A staple in any South African Indian family, my version includes a dollop of yoghurt towards the end which makes for a creamier sauce. This is perfect served just with a salad and rice for a very tasty but healthy meal.
Prep time: 10 minutes Cooking time: 25 minutes
4 medium size chicken thigh fillets, any fat removed and cut into bite-size pieces
2 tspoons ginger and garlic paste (4 cloves garlic and equal amount ginger pounded into a paste)
1 brown onion, cut in half, then finely sliced
1 tomato cut into chunks
2 pieces cinnamon bark or 1 quill
Handful of fresh curry leaves
1 teaspoon cummin seeds
3 cardamom pods
1 teaspoon turmeric powder
1 teaspoon cummin powder
1 tesapoon chilli powder
1 teaspoon salt
3 tablespoons Vegetable oil
1 tablespoon plain yoghurt
1.5 cup water or chicken stock
Handful of fresh coriander leaves, chopped for garnish
1. Heat oil in heavy based pot over medium heat, and then add cinnamon bark, cummin seeds, cardamom pods and curry leaves.

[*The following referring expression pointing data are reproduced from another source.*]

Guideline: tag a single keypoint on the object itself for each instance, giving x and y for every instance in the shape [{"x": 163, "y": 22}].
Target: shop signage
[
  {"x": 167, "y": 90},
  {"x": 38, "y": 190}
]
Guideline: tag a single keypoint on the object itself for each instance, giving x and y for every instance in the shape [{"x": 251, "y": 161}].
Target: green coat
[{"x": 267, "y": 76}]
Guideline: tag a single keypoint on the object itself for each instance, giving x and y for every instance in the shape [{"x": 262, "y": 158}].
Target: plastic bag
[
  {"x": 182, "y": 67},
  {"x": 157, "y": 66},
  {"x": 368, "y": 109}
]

2. When spices are fragrant, add onions and cook slowly until translucent.
3. Add ginger and garlic paste and mix through.
4. Add cummin powder, turmeric powder and chilli powder. Stir until fragrant but be careful not to burn.
5. Add chicken pieces stirring until chicken is sealed and beginning to change colour.
6. Add salt, tomato pieces and water to just cover chicken. Simmer for 20 minutes or until chicken is cooked and liquid is reduced.
7. Add a dollop of yoghurt and mix through. Bring back to simmer for 5 minutes.
8. Taste to see if extra salt needed. Garnish with coriander leaves.